Script 2: Adding an entry
This is a small quality of life improvement. I made it easy to add an entry with a button. This ensures that my dataset doesn’t have a lot of empty rows with formulas in them. The reason why that’s important, is that every time I sorted by smallest/highest values, these empty formula rows would mix in as well. So to fix this, I’m not pre-adding formulas to the empty rows, but in stead adding them with a button
function addEntry() {
var sheet = SpreadsheetApp.getActiveSpreadsheet().getActiveSheet();
var lastRow = sheet.getLastRow();
// Insert the new row and set values
sheet.insertRowAfter(lastRow);
// Set the predefined values in the new row (except for "Is Foil" and SPARKLINE)

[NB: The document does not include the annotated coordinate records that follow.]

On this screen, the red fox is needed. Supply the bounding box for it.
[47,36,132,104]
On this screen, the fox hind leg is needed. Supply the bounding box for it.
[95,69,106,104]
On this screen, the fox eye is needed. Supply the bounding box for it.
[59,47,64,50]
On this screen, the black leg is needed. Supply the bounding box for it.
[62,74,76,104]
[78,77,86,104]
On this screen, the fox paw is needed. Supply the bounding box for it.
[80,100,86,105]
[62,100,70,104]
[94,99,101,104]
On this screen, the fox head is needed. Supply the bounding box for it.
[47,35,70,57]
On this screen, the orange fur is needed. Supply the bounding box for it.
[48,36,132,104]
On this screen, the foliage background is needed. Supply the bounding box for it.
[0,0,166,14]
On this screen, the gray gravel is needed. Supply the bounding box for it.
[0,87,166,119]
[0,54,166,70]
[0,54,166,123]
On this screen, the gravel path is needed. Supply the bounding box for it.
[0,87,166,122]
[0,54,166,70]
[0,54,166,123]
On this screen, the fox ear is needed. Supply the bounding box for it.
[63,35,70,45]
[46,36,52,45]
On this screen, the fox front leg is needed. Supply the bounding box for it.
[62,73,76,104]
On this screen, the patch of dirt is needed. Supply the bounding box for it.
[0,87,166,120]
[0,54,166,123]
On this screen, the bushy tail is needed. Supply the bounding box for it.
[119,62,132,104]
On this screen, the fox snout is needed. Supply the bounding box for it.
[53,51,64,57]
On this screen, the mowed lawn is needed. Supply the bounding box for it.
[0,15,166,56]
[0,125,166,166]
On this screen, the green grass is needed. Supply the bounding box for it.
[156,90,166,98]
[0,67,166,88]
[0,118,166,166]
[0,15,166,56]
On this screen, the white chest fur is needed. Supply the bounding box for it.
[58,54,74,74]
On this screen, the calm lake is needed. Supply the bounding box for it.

sheet.getRange(lastRow + 1, 1).setValue("Fill");
sheet.getRange(lastRow + 1, 5).setValue("Fill");
var productNameFormula =
"=SUBSTITUTE(SUBSTITUTE(INDEX(SPLIT(INDEX(SPLIT(A" +
(lastRow + 1) +
' ; "/") ; COUNTA(SPLIT(A' +
(lastRow + 1) +
' ; "/")) - 0) ; "?") ; 1) ; "-" ; " ") ; "Fill" ; "")';
sheet.getRange(lastRow + 1, 2).setFormula(productNameFormula);
var setNameFormula =
"=SUBSTITUTE(SUBSTITUTE(INDEX(SPLIT(A" +
(lastRow + 1) +
' ; "/"); COUNTA(SPLIT(A' +
(lastRow + 1) +
' ; "/")) - 1) ; "-" ; " ") ; "Fill" ; "")';
sheet.getRange(lastRow + 1, 3).setFormula(setNameFormula);
var isFoilFormula = "=REGEXMATCH(A" + (lastRow + 1) + ';"isFoil=Y")';
sheet.getRange(lastRow + 1, 4).setFormula(isFoilFormula);
var sparklineFormula =
"=SPARKLINE(ARRAYFORMULA(IF(G" +
(lastRow + 1) +
":ZY" +
(lastRow + 1) +
' = ""; G' +
(lastRow + 1) +
":ZY" +
(lastRow + 1) +
"; G" +
(lastRow + 1) +
":ZY" +
(lastRow + 1) +
" - E" +
(lastRow + 1) +
')); {"charttype"\\"column"; "negcolor"\\"red"; "color"\\"green"; "nan"\\"ignore"; "empty"\\"ignore"; "rtl"\\false})';
sheet.getRange(lastRow + 1, 6).setFormula(sparklineFormula);
}
Spreadsheet Formulas
As soon as the URL is pasted into the first column, I extract the cards title, set name and if it’s a foil from the URL and create a bar chart. In the examples below the number `9` represents the current row.
Title
=IFERROR(SUBSTITUTE(INDEX(SPLIT(INDEX(SPLIT(A9 ; "/") ; COUNTA(SPLIT(A9 ; "/")) - 0) ; "?") ; 1) ; "-" ; " ") ; "")
Set
=IFERROR(SUBSTITUTE(INDEX(SPLIT(A9 ; "/"); COUNTA(SPLIT(A9 ; "/")) - 1) ; "-" ; " ") ; "")
Foil
=REGEXMATCH(A9;"isFoil=Y")
Column Chart
Finally I have a simple formula for creating a column chart for each row. Eventually, as scraping continue each row will have a red/green graph that reveals if it has dropped or gained price (compared to my buying price).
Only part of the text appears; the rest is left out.